New York Times culture reporter Dave Itzkoff wrote a supportive article about an anti-Trump rant of TBS Full Frontal host and leftist scold Samantha Bee for attacking a fellow late-night comedian for the crime of being playful with one of his guests, Donald Trump.
As Itzkoff noted in his story, “From One Comedic Host to Another: Criticism Over Trump,” on the front of Wednesday’s Arts section, Bee was enraged at Tonight Show host Fallon (and his network NBC) for failing to treat Trump as the second coming of Hitler. Judging by the controversy, there are many on the left who evidently take the words and acts of talk show hosts very seriously indeed. (Fallon treated Michelle Obama in kidding fashion as well, without any liberal hand-wringing.)
Itzkoff wrote:
Monday was in many ways typical for the late-night comedy shows, with network hosts like CBS’s Stephen Colbert and NBC’s Seth Meyers performing pointed satirical monologues about Donald J. Trump, the Republican presidential nominee, and his many years spent propagating lies about President Obama’s birthplace.
But Samantha Bee, on her TBS cable series, “Full Frontal,” took aim at a different target, condemning the NBC network and its late-night host Jimmy Fallon for putting Mr. Trump on “The Tonight Show.” She faulted Mr. Fallon for conducting a genial, hair-mussing interview on Thursday, even as Mr. Trump had refused that day in other interviews to acknowledge that Mr. Obama was born in the United States.
“Network execs, and a lot of their audience, can ignore how very dangerous Trump is because to them, he isn’t,” Ms. Bee said on her show. “They’re not going to be deported. They’re not going to live under a president who thinks of them as a collection of sex toys.
“They’re not racist. They just don’t mind if other people are, which is just as bad.”
It’s one thing to make fun of Mr. Trump, who said on Friday that Mr. Obama “was born in the United States, period.”

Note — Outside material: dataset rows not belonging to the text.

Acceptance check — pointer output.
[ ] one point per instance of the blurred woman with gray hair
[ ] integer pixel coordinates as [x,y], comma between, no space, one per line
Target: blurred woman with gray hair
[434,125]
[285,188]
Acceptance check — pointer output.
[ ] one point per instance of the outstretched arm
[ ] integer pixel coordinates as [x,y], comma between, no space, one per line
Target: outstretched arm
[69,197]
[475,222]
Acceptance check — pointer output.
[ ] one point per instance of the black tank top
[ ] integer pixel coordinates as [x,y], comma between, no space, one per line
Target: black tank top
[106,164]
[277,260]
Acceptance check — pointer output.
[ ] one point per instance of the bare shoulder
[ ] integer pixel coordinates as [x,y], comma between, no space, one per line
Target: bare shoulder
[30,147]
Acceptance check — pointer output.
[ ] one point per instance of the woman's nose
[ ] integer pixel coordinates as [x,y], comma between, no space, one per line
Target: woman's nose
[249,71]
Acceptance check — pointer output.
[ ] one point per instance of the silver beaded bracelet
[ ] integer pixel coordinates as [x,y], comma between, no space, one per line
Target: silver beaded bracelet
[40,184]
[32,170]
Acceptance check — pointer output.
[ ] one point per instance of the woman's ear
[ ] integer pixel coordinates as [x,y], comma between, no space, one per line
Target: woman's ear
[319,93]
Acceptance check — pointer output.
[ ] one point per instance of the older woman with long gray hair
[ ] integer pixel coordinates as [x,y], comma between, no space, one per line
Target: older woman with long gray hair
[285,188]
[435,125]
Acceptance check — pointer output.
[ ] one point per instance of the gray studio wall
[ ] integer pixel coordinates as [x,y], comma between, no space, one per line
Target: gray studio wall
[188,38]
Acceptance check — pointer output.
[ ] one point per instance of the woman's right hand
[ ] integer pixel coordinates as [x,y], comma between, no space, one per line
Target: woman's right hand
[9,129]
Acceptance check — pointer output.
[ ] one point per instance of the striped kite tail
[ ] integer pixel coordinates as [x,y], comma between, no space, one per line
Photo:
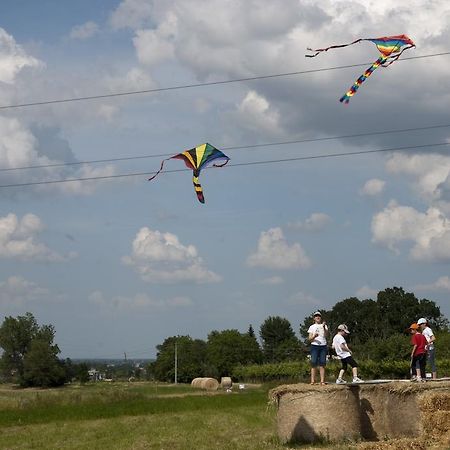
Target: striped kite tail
[198,189]
[352,91]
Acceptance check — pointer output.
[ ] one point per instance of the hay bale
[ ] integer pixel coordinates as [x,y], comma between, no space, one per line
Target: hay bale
[210,384]
[196,382]
[226,383]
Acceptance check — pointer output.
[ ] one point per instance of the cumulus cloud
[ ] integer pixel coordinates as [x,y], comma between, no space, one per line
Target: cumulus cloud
[272,281]
[84,31]
[373,187]
[273,252]
[429,232]
[366,292]
[140,302]
[19,239]
[441,284]
[13,58]
[17,291]
[161,258]
[315,222]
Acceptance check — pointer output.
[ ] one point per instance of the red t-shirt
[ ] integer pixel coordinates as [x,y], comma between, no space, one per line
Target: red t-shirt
[421,341]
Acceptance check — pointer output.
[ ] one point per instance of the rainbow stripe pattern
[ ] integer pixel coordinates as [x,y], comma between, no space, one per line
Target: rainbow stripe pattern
[390,47]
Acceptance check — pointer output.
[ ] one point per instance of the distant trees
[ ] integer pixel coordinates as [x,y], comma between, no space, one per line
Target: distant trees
[279,342]
[29,354]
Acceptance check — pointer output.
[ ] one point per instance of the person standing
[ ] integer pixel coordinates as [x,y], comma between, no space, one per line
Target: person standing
[317,335]
[430,337]
[418,353]
[345,355]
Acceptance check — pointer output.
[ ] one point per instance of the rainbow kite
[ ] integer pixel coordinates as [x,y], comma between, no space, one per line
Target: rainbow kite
[390,47]
[197,159]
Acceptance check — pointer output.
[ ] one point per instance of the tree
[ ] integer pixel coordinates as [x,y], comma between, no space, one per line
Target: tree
[229,348]
[279,342]
[29,355]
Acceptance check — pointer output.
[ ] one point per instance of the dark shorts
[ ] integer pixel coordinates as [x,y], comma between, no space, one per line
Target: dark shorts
[319,355]
[348,361]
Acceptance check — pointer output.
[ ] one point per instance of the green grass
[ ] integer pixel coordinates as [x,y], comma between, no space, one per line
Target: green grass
[137,416]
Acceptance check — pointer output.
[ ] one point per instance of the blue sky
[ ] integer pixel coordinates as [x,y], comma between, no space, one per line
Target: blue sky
[118,265]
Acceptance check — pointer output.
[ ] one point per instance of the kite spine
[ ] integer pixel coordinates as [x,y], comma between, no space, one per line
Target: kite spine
[352,91]
[198,189]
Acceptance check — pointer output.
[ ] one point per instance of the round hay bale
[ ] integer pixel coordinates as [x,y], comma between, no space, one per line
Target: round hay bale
[210,384]
[195,382]
[226,383]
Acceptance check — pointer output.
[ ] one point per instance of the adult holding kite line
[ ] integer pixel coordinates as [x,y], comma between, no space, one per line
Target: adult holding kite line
[317,335]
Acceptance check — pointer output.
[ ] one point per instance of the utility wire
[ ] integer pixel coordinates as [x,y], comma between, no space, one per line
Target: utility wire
[210,83]
[243,147]
[250,163]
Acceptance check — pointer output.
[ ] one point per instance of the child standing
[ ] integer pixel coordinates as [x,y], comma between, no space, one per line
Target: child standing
[345,355]
[418,353]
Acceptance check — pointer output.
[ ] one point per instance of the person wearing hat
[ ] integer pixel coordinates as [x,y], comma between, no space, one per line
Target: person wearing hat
[345,355]
[429,336]
[317,335]
[418,353]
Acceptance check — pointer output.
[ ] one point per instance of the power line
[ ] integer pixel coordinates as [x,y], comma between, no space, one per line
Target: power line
[239,147]
[250,163]
[210,83]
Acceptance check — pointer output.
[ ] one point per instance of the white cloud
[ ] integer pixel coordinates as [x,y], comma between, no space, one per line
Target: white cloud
[131,14]
[256,114]
[84,31]
[365,292]
[302,298]
[19,239]
[373,187]
[429,171]
[274,252]
[13,58]
[441,284]
[429,231]
[17,291]
[161,258]
[140,302]
[315,222]
[272,280]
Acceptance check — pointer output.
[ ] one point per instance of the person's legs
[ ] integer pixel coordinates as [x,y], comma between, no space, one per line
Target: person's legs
[314,362]
[431,355]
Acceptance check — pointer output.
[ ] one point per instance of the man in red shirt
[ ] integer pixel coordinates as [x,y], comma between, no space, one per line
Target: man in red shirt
[419,352]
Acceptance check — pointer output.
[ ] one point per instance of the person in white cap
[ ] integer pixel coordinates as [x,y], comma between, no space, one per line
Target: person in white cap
[317,335]
[345,355]
[430,337]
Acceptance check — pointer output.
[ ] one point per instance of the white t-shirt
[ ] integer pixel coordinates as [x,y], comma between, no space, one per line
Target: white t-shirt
[338,340]
[318,328]
[428,333]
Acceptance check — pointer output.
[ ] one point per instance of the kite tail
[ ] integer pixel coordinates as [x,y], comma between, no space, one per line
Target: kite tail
[160,169]
[198,189]
[352,91]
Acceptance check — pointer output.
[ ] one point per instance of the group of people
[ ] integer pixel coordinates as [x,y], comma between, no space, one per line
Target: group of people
[422,339]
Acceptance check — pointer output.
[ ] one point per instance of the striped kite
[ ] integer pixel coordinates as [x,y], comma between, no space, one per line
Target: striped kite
[390,47]
[197,159]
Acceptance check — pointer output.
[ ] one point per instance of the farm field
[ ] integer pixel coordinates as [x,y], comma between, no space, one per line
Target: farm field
[143,415]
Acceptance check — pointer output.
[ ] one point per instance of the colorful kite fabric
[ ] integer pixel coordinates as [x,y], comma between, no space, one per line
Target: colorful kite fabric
[197,159]
[390,47]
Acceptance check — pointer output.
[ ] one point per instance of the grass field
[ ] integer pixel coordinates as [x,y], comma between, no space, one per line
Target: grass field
[135,416]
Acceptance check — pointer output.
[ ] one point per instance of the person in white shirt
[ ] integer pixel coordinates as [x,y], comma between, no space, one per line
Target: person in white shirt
[317,335]
[431,338]
[345,355]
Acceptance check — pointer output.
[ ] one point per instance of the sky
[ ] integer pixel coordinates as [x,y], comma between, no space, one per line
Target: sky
[119,264]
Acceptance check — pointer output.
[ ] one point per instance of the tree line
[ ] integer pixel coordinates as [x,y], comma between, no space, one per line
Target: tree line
[30,356]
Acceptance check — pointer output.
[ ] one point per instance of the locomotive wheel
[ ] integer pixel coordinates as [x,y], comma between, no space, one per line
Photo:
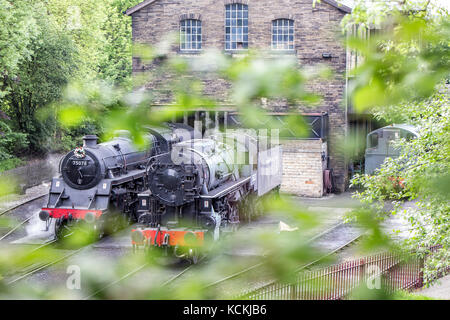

It’s another to criticize a network or Mr. Fallon, who is typically not held up to such scrutiny, partly because of his amiable on-air personality and the perception that his “Tonight Show” (which draws more than three million viewers a night, the most in its category) is a place for nonpartisan diversions. He and rival hosts like Mr. Colbert and Jimmy Kimmel try to avoid criticizing one another in public.
....
But Mr. Fallon took plenty of criticism for the Thursday interview, and Ms. Bee’s monologue was perhaps the bluntest denunciation of it so far.
On a day in which Mr. Trump continued to give ambiguous answers on whether he still supported his false birtherist theory, Mr. Fallon asked him mostly uncontroversial questions and playfully ran his fingers through Mr. Trump’s hair.
Itzkoff quoted his fellow media members taking Fallon awfully seriously.
Jo Miller, an executive producer of “Full Frontal,” said in an interview on Tuesday that seeing the cozy behavior between Mr. Fallon and Mr. Trump “was a punch in the gut....If he thinks that a race-baiting demagogue is O.K., that gives permission to millions of Americans to also think that.”
....
“That said,” Ms. Miller added, “this is not a race between Democrat and Republican -- this is a race between Democrat and demagogue. You don’t normalize someone who’s inciting violence.”
Who knew a late-night comedy talk show came with so much social responsibility!
Echoing Ms. Bee’s monologue, Ms. Miller said that Mr. Fallon did not deserve all the blame, and that NBC was more culpable for providing Mr. Trump a platform as the star of its reality shows “The Apprentice” and “The Celebrity Apprentice.”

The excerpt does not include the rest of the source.